Enquanto o povo de Deus aflige a alma diante Dele, suplicando por pureza de coração, é dada a ordem: 'Tirai as vestes imundas'; e são proferidas as palavras encorajadoras: 'Eis que fiz passar de ti a tua iniquidade, e te vestirei com vestes novas'. Zacarias 3:4. A veste imaculada da justiça de Cristo é colocada sobre os filhos de Deus provados, tentados e fiéis. O remanescente desprezado é vestido com trajes gloriosos, para nunca mais ser contaminado pelas corrupções do mundo. Seus nomes permanecem no livro da vida do Cordeiro, inscritos entre os fiéis de todas as épocas. Eles resistiram às ciladas do enganador; não foram desviados de sua lealdade pelo rugido do dragão. Agora estão eternamente seguros contra os ardis do tentador.
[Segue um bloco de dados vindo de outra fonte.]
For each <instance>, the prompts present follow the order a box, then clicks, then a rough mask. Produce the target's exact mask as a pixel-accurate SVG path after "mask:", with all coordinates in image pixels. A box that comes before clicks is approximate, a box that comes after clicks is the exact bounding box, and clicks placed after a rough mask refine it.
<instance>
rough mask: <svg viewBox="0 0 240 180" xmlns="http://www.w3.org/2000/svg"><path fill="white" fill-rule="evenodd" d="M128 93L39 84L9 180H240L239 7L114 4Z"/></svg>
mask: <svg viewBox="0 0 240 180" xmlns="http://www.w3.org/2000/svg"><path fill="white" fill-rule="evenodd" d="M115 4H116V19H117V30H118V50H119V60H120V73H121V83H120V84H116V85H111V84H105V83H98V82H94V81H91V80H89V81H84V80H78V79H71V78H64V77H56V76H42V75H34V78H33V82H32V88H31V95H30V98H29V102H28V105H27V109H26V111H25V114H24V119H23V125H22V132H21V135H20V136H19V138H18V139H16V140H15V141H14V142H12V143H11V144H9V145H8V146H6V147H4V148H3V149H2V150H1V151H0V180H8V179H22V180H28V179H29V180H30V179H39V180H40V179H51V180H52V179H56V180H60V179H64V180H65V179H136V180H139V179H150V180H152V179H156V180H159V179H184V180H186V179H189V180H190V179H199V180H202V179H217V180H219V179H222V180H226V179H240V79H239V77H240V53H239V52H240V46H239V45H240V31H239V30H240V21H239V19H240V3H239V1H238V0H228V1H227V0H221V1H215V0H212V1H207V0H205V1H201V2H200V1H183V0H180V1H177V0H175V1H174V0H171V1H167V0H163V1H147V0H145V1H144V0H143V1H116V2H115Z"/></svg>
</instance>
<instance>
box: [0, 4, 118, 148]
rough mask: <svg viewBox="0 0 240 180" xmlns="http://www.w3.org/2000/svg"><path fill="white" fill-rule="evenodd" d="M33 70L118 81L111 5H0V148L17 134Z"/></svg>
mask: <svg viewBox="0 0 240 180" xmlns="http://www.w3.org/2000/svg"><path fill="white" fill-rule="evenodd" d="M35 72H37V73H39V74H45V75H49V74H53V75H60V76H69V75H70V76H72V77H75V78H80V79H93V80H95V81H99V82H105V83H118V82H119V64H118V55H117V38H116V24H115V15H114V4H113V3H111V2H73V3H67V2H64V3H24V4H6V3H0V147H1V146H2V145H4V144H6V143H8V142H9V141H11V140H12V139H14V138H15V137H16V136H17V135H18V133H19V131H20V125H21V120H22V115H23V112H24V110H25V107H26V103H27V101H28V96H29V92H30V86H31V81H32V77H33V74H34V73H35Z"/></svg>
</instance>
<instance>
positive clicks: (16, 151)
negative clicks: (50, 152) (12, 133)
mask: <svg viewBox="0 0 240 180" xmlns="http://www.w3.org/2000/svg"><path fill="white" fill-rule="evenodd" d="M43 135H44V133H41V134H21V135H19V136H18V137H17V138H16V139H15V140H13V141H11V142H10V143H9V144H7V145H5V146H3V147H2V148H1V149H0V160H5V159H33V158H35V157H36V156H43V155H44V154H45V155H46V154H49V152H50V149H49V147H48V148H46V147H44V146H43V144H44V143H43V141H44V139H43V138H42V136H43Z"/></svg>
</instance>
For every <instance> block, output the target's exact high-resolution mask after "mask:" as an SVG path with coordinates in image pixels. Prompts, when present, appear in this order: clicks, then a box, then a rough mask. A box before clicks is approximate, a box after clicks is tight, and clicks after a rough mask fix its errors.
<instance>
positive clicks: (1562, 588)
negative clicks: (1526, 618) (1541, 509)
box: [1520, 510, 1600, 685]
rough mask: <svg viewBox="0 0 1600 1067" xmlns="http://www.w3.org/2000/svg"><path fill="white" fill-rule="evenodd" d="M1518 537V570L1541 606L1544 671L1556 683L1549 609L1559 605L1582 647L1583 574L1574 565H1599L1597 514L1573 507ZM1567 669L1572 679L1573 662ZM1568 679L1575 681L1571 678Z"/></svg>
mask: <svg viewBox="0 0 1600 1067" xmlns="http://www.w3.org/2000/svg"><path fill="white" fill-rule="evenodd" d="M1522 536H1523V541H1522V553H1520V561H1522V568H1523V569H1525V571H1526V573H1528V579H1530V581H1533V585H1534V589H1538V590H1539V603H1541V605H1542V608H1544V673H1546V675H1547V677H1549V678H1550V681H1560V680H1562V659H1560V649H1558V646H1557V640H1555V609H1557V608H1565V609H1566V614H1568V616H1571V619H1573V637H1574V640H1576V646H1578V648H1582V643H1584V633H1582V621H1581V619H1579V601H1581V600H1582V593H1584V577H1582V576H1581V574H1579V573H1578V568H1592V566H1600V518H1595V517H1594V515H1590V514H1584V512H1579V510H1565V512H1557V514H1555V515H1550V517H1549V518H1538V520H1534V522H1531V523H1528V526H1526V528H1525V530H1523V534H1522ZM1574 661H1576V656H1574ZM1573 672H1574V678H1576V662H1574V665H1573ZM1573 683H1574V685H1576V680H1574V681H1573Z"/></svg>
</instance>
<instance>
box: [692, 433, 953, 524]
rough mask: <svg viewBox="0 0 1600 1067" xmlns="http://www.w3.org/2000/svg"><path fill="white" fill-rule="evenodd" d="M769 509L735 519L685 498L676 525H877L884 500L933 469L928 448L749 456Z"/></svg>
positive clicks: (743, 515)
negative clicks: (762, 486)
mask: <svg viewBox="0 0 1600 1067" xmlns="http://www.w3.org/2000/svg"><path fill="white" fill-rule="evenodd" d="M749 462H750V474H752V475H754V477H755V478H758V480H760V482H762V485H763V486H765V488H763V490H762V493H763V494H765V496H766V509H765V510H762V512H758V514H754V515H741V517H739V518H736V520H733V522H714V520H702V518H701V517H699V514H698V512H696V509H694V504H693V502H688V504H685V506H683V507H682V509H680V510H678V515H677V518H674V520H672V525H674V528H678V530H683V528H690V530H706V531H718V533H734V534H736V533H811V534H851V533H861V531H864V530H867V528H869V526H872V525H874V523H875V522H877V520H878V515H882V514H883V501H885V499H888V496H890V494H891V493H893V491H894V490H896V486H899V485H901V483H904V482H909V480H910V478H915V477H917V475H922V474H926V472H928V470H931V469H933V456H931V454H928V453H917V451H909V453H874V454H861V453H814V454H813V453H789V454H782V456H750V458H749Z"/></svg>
Seus pecados são transferidos ao originador do pecado. Uma 'mitra limpa' é colocada sobre suas cabeças.

Enquanto Satanás tem proferido suas acusações, anjos santos, invisíveis, têm ido e vindo, colocando sobre os fiéis o selo do Deus vivo. Estes são os que estão sobre o Monte Sião com o Cordeiro, tendo o nome do Pai escrito em suas testas. Eles cantam o cântico novo diante do trono, aquele cântico que ninguém pode aprender, senão os cento e quarenta e quatro mil, os quais foram redimidos da terra. 'Estes são os que seguem o Cordeiro por onde quer que Ele vá. Estes foram redimidos dentre os homens, sendo primícias para Deus e para o Cordeiro. E na sua boca não se achou engano; pois são sem mácula diante do trono de Deus.' Apocalipse 14:4, 5.

"Agora se alcança o pleno cumprimento das palavras do Anjo: 'Ouve agora, ó Josué, o sumo sacerdote, tu e os teus companheiros que se assentam diante de ti; pois são homens portentosos; eis que farei vir o Meu Servo, o Renovo.' Zacarias 3:8. Cristo é revelado como o Redentor e Libertador de Seu povo. Agora, de fato, os do remanescente são 'homens portentosos', pois as lágrimas e a humilhação de sua peregrinação cedem lugar à alegria e à honra na presença de Deus e do Cordeiro. 'Naquele dia, o Renovo do Senhor será formoso e glorioso, e o fruto da terra será excelente e formoso para os que escaparem de Israel. E acontecerá que o que ficar em Sião, e o que permanecer em Jerusalém, será chamado santo, todo aquele que for escrito entre os vivos em Jerusalém.' Isaías 4:2, 3." Profetas e Reis 587-592.